For China Relief!

I haven't really written much about my grandparents lately.  Life just gets away from me with a baby.  A lot has happened since I wrote here regularly.

There is a lot of video footage to go through from several years ago from the dinners with my grandparents where I asked them to tell me stories.

My grandparents' great grandchild was born on New Year's Eve 2013.  At least my grandmother doesn't have to ask me if it's twins anymore.

This past December, my grandmother fell and fractured her pelvis. My grandfather couldn't help her up and she ended up in the hospital, and then rehab again.

Then my grandfather developed severe edema from his horrible diet and he could no longer walk while my grandmother was in the hospital, and he too ended up in the hospital.  My parents decided this was "the event." They had to go to a care facility.

When my grandfather got out of the hospital, he didn't go home. He went to Golden Age, which is an elder care home a few blocks away from my house.  And he had to be there without his wife on Christmas Eve and Christmas.  We brought him to visit her both days, but he was so lonely and so sad and I felt like we were monsters.
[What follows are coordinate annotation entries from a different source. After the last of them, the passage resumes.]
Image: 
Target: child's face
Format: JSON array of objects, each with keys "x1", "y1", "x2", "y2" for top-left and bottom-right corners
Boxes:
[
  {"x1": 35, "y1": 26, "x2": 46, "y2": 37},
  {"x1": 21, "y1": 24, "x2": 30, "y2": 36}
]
In the meantime, my parents, my godparents, and I began the heart-wrenching and often equally disgusting task of cleaning out their house.  60 years of stuff is a lot of stuff.  My grandparents wouldn't qualify for "Hoarders," but probably a close second.  I took some pictures and journaled about it... maybe I'll write about the experience more in depth some day.  Maybe it's just another thing that sits in my sieve of a mind that I think will one day be an essay, but it's just leaking out silently while I try to keep my job and my baby fed and clean.

In any case, the whole reason for this post, was that during the whole clean out, I early-inherited whatever I wanted to take.  I ended up taking a number of things, but I think one of my favorite things was this hollow glass brick that my great uncle Kaye had engraved with "FOR CHINA RELIEF!" for my grandfather.  My grandfather used it as a piggy bank of sorts and he'd put money in it to send back to his family in China every month.  I liked that story.

I've turned my grandfather's piggy bank into a little succulent garden and I put it in my room.


I look at it and I think of my grandfather and how much he cared about his family and how hard he worked to provide for his family in America as well as his family in China.  I miss when we were both young and could play together, when he'd remember things, and knew what was going on all the time.